We also use Amazon Comprehend to detect entities (people, brands) and ensure we don’t miss name mentions.
๐ AWS cloud architecture · built for scale
Every service chosen for managed experience and reliability:
| AWS service | specific role |
|---|---|
| App Runner | Hosts Next.js API and serverless containers (auto scaling) |
| Cognito | User pools, federated identities (Google, email OTP), JWT |
| DynamoDB | Episode metadata, user profiles, content queue (on‑demand + DAX for hot keys) |
| S3 + CloudFront | Media storage + edge caching of frontend and thumbnails |
| Transcribe | Speech‑to‑text with automatic language detection |
| Bedrock | Cohere Command‑R+ (no servers to manage) |
| MediaConvert | Video clip generation (vertical/horizontal, captions) |
| EventBridge | Scheduler for posts, orchestration triggers |
| CloudWatch | Dashboards, anomaly detection, log aggregation |
| IAM | Fine‑grained roles (least privilege) |
1️⃣1️⃣ Technology stack · modern & delightful
1️⃣2️⃣ Security & authentication · zero‑trust approach
We use Cognito with advanced security: MFA optional, email OTP, and Google federation. JWTs are validated at API Gateway. All media S3 buckets block public access; only pre‑signed URLs for upload/download. Encryption at rest (AES‑256) and in transit (TLS 1.3). IAM roles are scoped per Lambda (e.g., transcription lambda only gets read‑write to its own bucket).

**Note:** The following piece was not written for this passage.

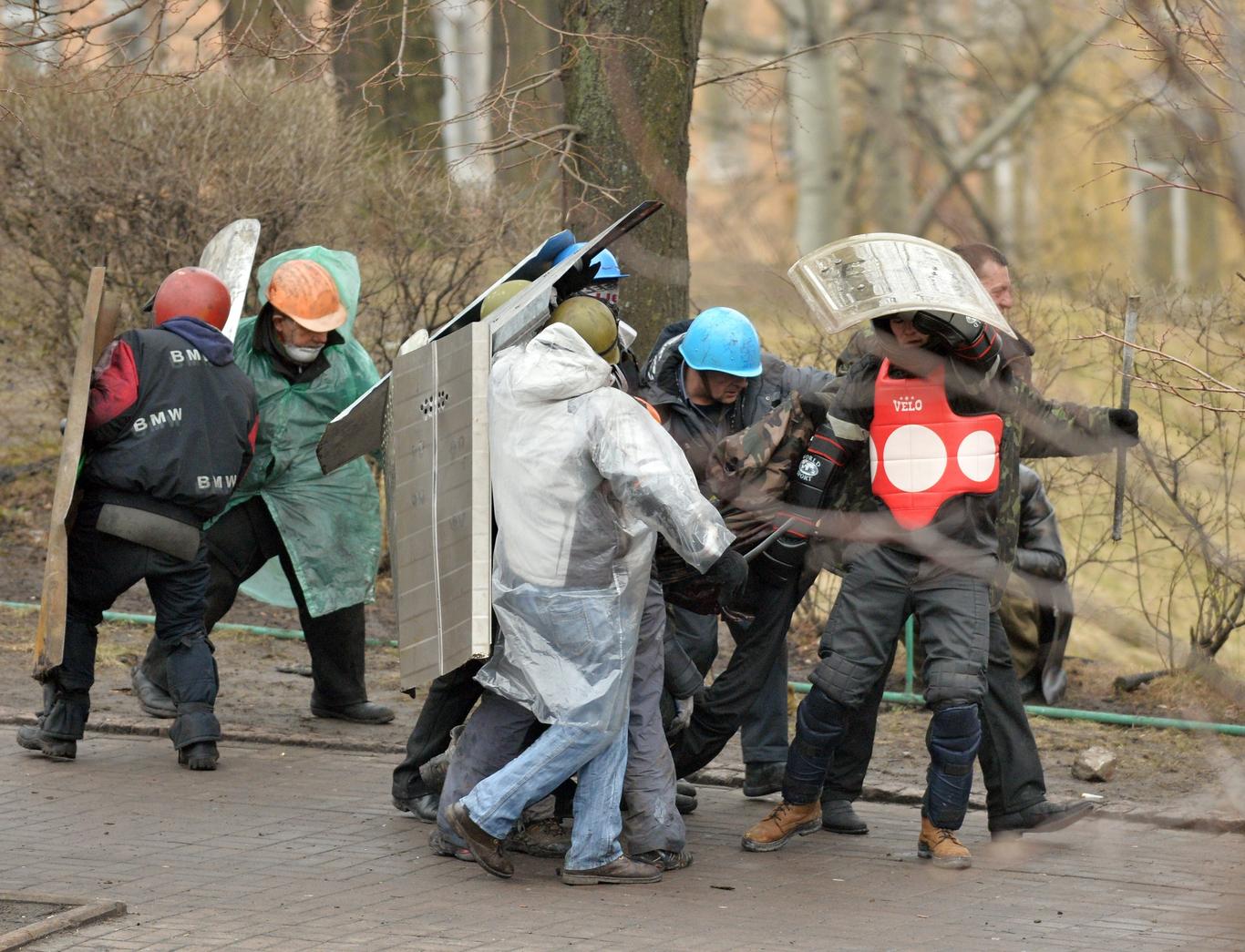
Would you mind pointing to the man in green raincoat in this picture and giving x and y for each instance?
(324, 527)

1️⃣3️⃣ Data flow architecture · real‑time
1️⃣4️⃣ Design system · glassmorphism meets clarity
Primary #844DF0 Background #271F2E Accent #7F6BFC
We chose Space Grotesk for headlines (bold, futuristic) and Inter for body (max readability). Cards have a glassy blur, soft shadows, and micro‑interactions. The UI is fully responsive and tested for accessibility (WCAG AA).

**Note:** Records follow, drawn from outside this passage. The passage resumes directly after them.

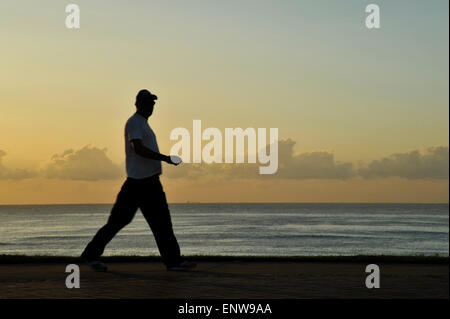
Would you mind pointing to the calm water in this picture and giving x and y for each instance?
(237, 229)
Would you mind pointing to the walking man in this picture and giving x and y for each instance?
(142, 189)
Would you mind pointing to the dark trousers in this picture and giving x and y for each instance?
(148, 195)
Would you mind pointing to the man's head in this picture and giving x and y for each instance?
(145, 101)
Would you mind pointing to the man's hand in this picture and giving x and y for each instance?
(174, 160)
(145, 152)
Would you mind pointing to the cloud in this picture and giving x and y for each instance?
(313, 165)
(92, 164)
(431, 163)
(87, 164)
(14, 174)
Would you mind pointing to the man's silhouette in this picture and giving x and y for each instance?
(142, 189)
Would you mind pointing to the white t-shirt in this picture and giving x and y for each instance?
(138, 166)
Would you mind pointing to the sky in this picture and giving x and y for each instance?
(362, 114)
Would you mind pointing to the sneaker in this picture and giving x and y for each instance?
(97, 266)
(185, 265)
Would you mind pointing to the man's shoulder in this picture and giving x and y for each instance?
(134, 120)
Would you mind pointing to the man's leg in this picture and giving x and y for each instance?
(122, 214)
(154, 207)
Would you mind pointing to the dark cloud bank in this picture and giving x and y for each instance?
(92, 164)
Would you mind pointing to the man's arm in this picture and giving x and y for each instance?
(141, 150)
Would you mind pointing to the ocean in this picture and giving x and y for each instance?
(297, 229)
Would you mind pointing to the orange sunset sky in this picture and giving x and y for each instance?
(362, 115)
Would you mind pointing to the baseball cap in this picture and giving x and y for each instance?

1️⃣5️⃣ Demo flow · 5 minutes to viral
- Upload: drag 48‑min interview.
- Spinner (20 sec) → PodScore 91, with 4 highlighted moments.
- Authority Engine tab shows 3 clips with hooks: “Why I stopped editing manually” (predicted 87% retention).
- Distribution preview: TikTok vertical + Instagram square + LinkedIn carousel drafts ready.
- Schedule: pick “next 3 days” → done.
1️⃣6️⃣ Performance metrics · guaranteed SLIs
| Metric | Value |
|---|---|
| AI inference p95 | < 2.2 seconds |
| System uptime (last 30d) | 99.94% |
| Max concurrent users | 2500 (load test) |
| Avg time saved / episode | 42 hours |
| Content pieces generated | 50–70 per episode |
| Reach increase (avg) | 320% |
1️⃣7️⃣ Development roadmap · what’s next
- Phase 1 (MVP – complete): Upload, transcription, PodScore, basic clips.
- Phase 2 (current): Authority Engine full release, Distribution Hub (6 platforms), scheduling.
- Phase 3 (Q4 2026): team collaboration, sponsorship matchmaking, advanced analytics.
1️⃣8️⃣ Future enhancements · beyond automation
We’re actively designing: real‑time AI assistant (whispers suggestions during recording), auto‑B‑roll insertion using scene detection, sponsor recommendation engine (matches brands to episode topics), predictive churn for audiences, and a mobile app for on‑the‑go approvals.
1️⃣9️⃣ Team · the minds behind PodCastAI
Yash Tagunde
Project managerDevOps
Designed cloud infrastructure: App Runner, IAM, CloudWatch, CI/CD. Ensured sub‑second scaling and cost optimisation.
Tanmay Khedekar
AI/ML engineerDeveloper
Built Next.js dashboard, integrated Bedrock + Cohere, prompt engineering, Authority Engine core, and video pipeline.
2️⃣0️⃣ Conclusion · AI for Bharat, for everyone
PodCastAI reimagines what’s possible when AI meets cloud scalability. We’re proud to present this at the AWS AI for Bharat Hackathon 2026 — a fully functional, production‑ready platform that saves creators thousands of hours. It’s open for beta, and we’re committed to making podcast growth accessible to every voice in Bharat and beyond.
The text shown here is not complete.